On Sunday, May 26, two unidentified gunmen on a motorcycle assassinated Mawlawi Abdullah Fayaz, head of the Islamic Council of Kandahar, a government-appointed body. The Taliban claimed responsibility for killing Fayaz, who was a close supporter of U.S.-backed President Hamid Karzai. Last week, at a gathering of clerics, Fayaz gave a stern speech against the fugitive former Taliban leader Mullah Mohammed Omar. Fayaz, who had organized the meeting of the Afghan Ulema Council (Council of Religious Scholars), revoked the title “Amirul Mominine” (leader of the faithful) that had been bestowed on Mulla Omar when he took over as the leader of the Taliban. No one claimed responsibility for the assassination, although Taliban insurgents had repeatedly threatened Fayaz (Cheragh in Dari, May 30; Erada in Dari, June 1).
This was the second attempt on Fayaz’s life. The first attack occurred several years ago when a bomb was placed in a mosque while he led prayers. In that incident, scores of people were killed and injured. That attack, the first of its kind in Afghanistan, set a precedent in which the sanctity of the mosque was violated. Previously attacks on mosques and religious institutions had been a cultural and religious taboo in Afghanistan. Religious institutions and shrines of any kind were off limits to violence and intrusions.

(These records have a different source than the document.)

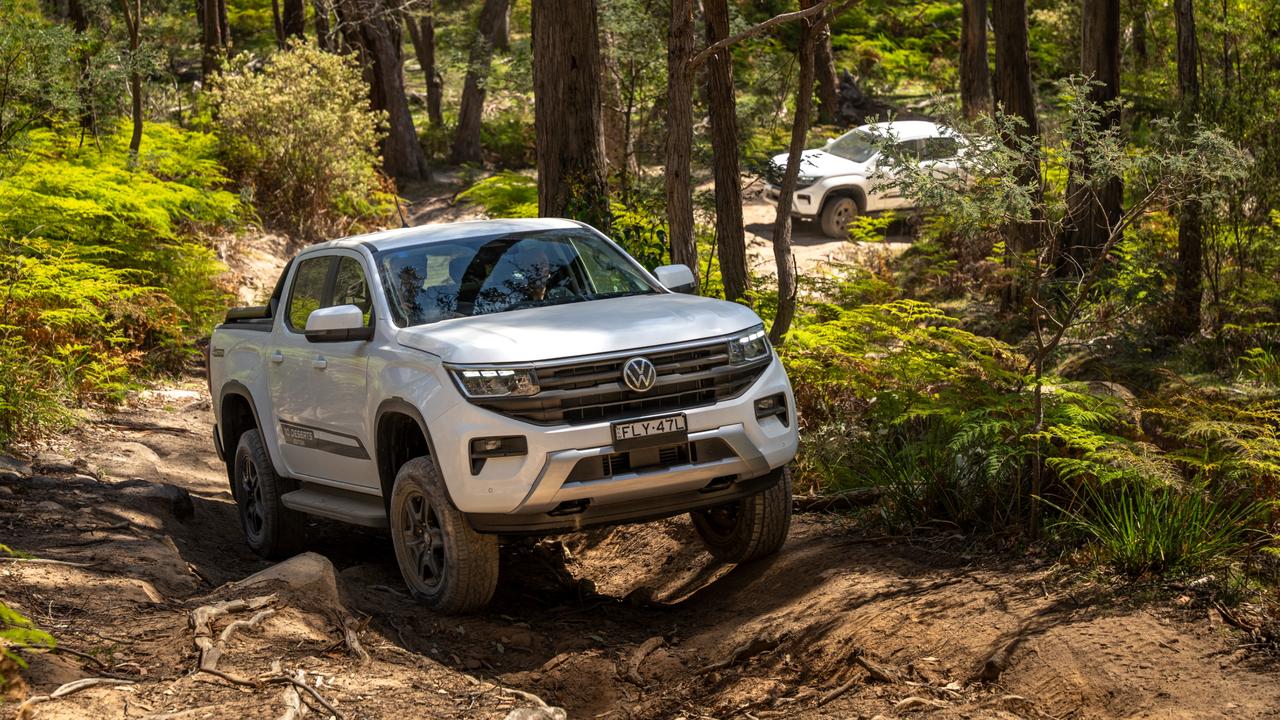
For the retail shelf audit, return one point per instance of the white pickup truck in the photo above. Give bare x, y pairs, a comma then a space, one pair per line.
461, 383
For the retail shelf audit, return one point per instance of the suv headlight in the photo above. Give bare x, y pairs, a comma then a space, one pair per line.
496, 382
749, 346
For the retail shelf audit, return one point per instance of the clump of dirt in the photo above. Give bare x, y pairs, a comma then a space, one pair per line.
632, 621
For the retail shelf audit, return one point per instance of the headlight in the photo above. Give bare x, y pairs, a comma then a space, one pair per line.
496, 382
749, 346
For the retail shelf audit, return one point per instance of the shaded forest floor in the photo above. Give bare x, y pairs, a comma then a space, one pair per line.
634, 621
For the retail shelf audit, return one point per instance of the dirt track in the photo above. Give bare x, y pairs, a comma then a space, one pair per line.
630, 623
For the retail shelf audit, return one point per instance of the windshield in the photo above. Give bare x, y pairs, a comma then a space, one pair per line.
460, 278
856, 146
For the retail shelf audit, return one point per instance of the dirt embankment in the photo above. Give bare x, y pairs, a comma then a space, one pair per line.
634, 621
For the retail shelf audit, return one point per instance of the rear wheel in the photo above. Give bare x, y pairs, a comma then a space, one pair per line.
836, 215
750, 528
446, 564
270, 529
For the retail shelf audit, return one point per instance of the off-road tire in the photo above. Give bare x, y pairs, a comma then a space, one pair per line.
750, 528
270, 529
836, 215
447, 565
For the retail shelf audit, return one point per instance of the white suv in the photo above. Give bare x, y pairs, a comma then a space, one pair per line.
456, 383
844, 178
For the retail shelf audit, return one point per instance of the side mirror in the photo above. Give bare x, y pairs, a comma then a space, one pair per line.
339, 323
676, 278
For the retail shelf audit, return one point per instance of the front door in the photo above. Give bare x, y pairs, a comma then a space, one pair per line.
319, 390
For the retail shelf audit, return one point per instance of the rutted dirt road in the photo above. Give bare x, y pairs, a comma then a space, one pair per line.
630, 623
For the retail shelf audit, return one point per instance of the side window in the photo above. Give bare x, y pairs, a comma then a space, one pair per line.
906, 150
351, 288
307, 292
940, 149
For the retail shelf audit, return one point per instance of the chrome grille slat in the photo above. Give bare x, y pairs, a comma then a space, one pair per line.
592, 391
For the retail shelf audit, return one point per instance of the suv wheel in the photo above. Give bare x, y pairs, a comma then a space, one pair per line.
836, 215
446, 564
270, 529
750, 528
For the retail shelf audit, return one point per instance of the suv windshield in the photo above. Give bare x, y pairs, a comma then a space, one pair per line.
458, 278
856, 146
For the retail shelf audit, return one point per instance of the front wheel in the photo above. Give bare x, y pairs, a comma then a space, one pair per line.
270, 529
836, 215
750, 528
447, 565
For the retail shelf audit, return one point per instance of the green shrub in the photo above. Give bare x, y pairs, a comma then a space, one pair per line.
300, 136
1141, 528
504, 195
105, 272
508, 140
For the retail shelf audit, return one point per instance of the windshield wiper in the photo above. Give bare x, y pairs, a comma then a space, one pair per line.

Even criminals who took refuge in these places would be safe for as long as they stayed there. Now the Taliban has breached the sanctity of the mosque (Daily Outlook Afghanistan, May 31).
Wednesday’s attack came after authorities had detained 50 people in connection with Fayaz’s murder. The arrests have been taking place amid ambiguity, as the attackers fled the scene and Afghan law does not allow police to punish anyone for crimes committed by others.
The assassination of Fayaz and the subsequent bombing of the Kandahar mosque raise two important points. First, this was an attack by the Taliban on one of their own. Fayaz was a religious scholar from the same Sunni sect of Islam as the Taliban. Previously, the Taliban were known to attack only Shi’ites. From an ethnic perspective, Fayaz was a Pashtun who hailed from Kandahar, a one-time stronghold of the Taliban.
The Taliban have rarely targeted prominent religious individuals from their own ethnic community. This is tantamount to declaring war on the established religious institution of the country, a strategy that is bound to backfire. The Taliban came to power by fighting corruption and promoting a religious agenda. If they wage war on the religious establishment, they may not be able to get away with it.
Second, the government of President Karzai has tried to lure the Taliban to enter mainstream politics. Although there have been mixed reactions from different Afghan groups, the government is keen on continuing its policy of reconciliation. The aim, as one paper puts, is to split the Taliban. However, this rapprochement with the hard-line religious movement has yet to yield concrete results. Only a handful of prominent Taliban fighters have come forward to join the government, while the rest have intensified their activities in the provinces bordering Pakistan (Daily Outlook Afghanistan, May 31).
The Afghan government swiftly reacted to the attack in Kandahar. Interior Minister Ali Ahmad Jalali told a news conference Kabul: “According to information I have received from Kandahar, the suicide bomber was a foreigner.” Without naming the bomber or his country of origin, Jalali blamed the fatal terrorist attack on Taliban insurgents and their al-Qaeda allies. The interior minister suggested that, since Afghans do not support the combatants, they had hired foreigners to execute their activities.
Kandahar Governor Gul Agha Sherzai, echoing Jalali’s views, said he had received reports that five Arab fighters had slipped into the city to carry out the suicide attack.
The governor said he had been targeted by the bombers, but survived because he went to the mosque later. As he told journalists, “The explosion bore all the hallmarks of al-Qaeda members who carried out a similar attack in Pakistan the other day; Afghans don’t stage suicide attacks” (Pajwok, June 1).